Low Energy Electronics
Potentially revolutionizing the semiconductor market, NSF-supported engineers have developed a new high crystallinity, topological, semimetal material that can be used for a new class of high-performance devices.
Credit: U.S. National Science Foundation
Last year's CHIPS and Science Act authorized a historic investment in the U.S. National Science Foundation, aimed at strengthening fundamental research and domestic semiconductor manufacturing. We'll learn about a new material that may soon revolutionize both, on NSF's "Discovery Files."
Semiconductors are the technology behind computer chips, but as the United States works to keep competitive in the field, scientists and engineers are looking for new and more efficient materials to make these chips.
Using tools at the NSF-Supported Midwest Nano Infrastructure Corridor and the University of Minnesota Materials Research Science and Engineering Center, engineers have developed a new material that may extend the lifetime of our electronic devices while lowering their energy consumption.
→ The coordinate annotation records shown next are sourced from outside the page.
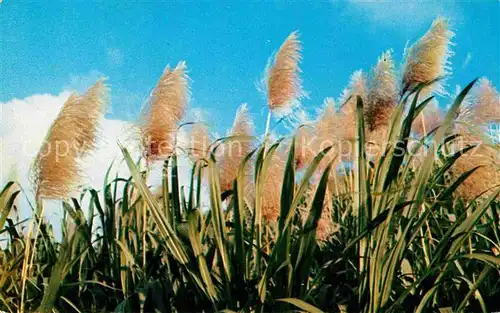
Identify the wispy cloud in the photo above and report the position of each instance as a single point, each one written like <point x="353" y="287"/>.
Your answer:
<point x="81" y="82"/>
<point x="467" y="60"/>
<point x="115" y="56"/>
<point x="405" y="16"/>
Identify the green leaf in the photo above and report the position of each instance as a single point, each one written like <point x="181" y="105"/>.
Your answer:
<point x="301" y="304"/>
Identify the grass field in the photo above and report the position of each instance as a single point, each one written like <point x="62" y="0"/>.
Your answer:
<point x="378" y="205"/>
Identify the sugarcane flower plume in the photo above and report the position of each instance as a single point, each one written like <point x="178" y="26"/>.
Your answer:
<point x="284" y="85"/>
<point x="237" y="149"/>
<point x="73" y="135"/>
<point x="163" y="112"/>
<point x="428" y="58"/>
<point x="382" y="93"/>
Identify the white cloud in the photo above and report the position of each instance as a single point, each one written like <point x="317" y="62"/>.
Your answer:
<point x="405" y="16"/>
<point x="23" y="125"/>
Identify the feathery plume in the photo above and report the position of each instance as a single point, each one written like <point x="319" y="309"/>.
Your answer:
<point x="283" y="82"/>
<point x="56" y="171"/>
<point x="236" y="150"/>
<point x="199" y="142"/>
<point x="93" y="105"/>
<point x="481" y="105"/>
<point x="163" y="112"/>
<point x="428" y="58"/>
<point x="382" y="93"/>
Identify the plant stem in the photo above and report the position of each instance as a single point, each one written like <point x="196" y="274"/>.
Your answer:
<point x="268" y="123"/>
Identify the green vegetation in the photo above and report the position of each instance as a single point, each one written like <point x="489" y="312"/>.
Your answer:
<point x="400" y="236"/>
Electrons behave differently in this high crystallinity, topological semimetal material, opening the door to possibilities of a wholly different approach to chips leveraging devices that use the spin of electrons rather than their electrical charge as in traditional semiconductors.
NSF Director Sethuraman Panchanathan: "Emerging technologies like nanomaterials are increasingly important aspects of security, health care, and smart living across the globe."
The material has the potential to create a new class of high-performance and low-energy consuming devices. With the industry-compatible manufacturing process involved in making the material, we could see this technology easily adopted for real-world devices in the near future.